Knowing How much acids to use for each gram or ounce of gold, and adding the nitric measured in small increments, using heat to drive the reaction and dissolve the gold, using up the added HNO3 before adding a bit more to insure excess nitric is consumed in the reaction, is the first step to not using too much nitric or having to eliminate it later in the process.
Leaving a little bit of undissolved gold behind in the reaction (works similar to Harold's method above), this little bit of gold can be added to the next refining process.
4 fl. Oz. of 32% HCl and 1 fl. Oz of 70% HNO3 will dissolve a troy ounce of gold (31.103 g Au).
Using the formula above from Hoke's book we can figure from this:
118.29 ml HCl + 29.57 ml HNO3 per Troy Oz of gold.
3.8 ml of HCl and 0.95 ml HNO3 per gram of gold
With this, lets say I have 10 grams of gold powders recovered and I wish to refine them, I can cover them with 38 ml of HCl (I may add just a bit more no harm), set this on a mild heat, then measure out 9.5 ml HNO3 in a clean vessel, using a pipette I can add only a few milliliters of HNO3 at a time, waiting for the reaction to complete before adding more, heating the solution also speeds the reaction, but also concentrates the acid, as it evaporates the water added (involved in acids and the water produced from the reaction), this is actually concentrating and evaporating my solution as I work, we just do not want to heat too hard, or we could vapor off the needed HCl in solution. We may not need all of the measured nitric to dissolve our gold.

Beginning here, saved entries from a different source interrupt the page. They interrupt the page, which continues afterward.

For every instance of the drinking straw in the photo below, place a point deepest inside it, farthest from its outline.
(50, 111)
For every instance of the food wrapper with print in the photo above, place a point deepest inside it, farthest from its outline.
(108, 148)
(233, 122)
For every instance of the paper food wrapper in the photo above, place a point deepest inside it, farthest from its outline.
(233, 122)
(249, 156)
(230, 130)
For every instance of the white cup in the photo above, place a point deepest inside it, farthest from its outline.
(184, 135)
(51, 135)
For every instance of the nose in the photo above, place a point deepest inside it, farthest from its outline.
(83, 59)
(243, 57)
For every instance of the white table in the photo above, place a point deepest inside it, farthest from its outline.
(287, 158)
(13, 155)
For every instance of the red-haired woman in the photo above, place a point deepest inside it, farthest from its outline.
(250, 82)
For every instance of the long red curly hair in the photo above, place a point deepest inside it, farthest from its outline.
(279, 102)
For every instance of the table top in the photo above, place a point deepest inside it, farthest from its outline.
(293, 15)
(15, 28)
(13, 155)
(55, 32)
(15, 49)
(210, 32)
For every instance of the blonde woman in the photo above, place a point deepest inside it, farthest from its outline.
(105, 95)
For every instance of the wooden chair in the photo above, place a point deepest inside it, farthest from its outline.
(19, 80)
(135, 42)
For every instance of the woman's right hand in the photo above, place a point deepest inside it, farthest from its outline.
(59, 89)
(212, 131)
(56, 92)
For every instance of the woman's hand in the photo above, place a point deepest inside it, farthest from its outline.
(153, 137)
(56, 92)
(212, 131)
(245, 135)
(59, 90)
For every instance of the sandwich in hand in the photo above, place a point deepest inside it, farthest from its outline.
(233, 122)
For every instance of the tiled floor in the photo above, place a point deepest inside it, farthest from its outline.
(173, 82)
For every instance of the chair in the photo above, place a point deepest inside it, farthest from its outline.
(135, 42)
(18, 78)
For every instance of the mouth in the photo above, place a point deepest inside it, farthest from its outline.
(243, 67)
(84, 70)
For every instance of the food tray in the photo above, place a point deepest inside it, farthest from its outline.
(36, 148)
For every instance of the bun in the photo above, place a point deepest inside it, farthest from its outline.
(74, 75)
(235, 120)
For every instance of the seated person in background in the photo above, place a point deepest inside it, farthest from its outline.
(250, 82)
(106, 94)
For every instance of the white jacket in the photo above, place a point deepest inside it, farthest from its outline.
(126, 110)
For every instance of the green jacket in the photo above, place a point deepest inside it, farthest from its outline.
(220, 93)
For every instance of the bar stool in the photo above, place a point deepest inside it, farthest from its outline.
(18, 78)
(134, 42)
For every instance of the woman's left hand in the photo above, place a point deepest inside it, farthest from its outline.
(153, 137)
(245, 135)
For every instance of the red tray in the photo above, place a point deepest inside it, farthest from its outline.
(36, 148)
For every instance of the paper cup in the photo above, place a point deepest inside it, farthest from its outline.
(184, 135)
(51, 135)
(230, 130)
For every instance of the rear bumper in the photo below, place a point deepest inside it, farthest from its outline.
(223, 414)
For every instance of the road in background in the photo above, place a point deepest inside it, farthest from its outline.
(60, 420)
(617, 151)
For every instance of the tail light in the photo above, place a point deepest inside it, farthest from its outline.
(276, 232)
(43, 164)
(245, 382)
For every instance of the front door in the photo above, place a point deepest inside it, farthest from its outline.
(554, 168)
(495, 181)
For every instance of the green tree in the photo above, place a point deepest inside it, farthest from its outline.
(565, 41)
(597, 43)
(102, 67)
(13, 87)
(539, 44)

At this point after the gold has reacted, we can leave a bit of the gold undissolved for the next batch, or add a gold button to consume any free HNO3 (if we used more than needed), we can continue to concentrate the solution through evaporation, getting the solution concentrated, (here we normally add a few drops of H2SO4) but we can add a little sulfamic acid for the same purpose, which will also work to eliminate free HNO3, after concentrating we can cool the solution down with three to four volumes of water, let it sit overnight to precipitate silver chloride and lead sulfate..., and filter the clear bright yellow decanted solution before precipitating the gold with our choice of chemical precipitant.
Although not all of these methods are needed to eliminate free HNO3, using a combination of them for me insures I do not have problems with precipitating the gold, because of excess nitric in solution.
A trick I use is the stannous chloride test of the gold solution before precipitating gold, getting a positive purple of Cassius reaction, lets me know the stannous chloride can reduce the gold to metal colloids, this is a good indicator free nitric acid has been eliminated from the gold chloride solution, and thus my chemical precipitant (such as sodium metabisulfite) should not have problems reducing the gold ionic salts back to elemental metal gold powders and precipitate my gold.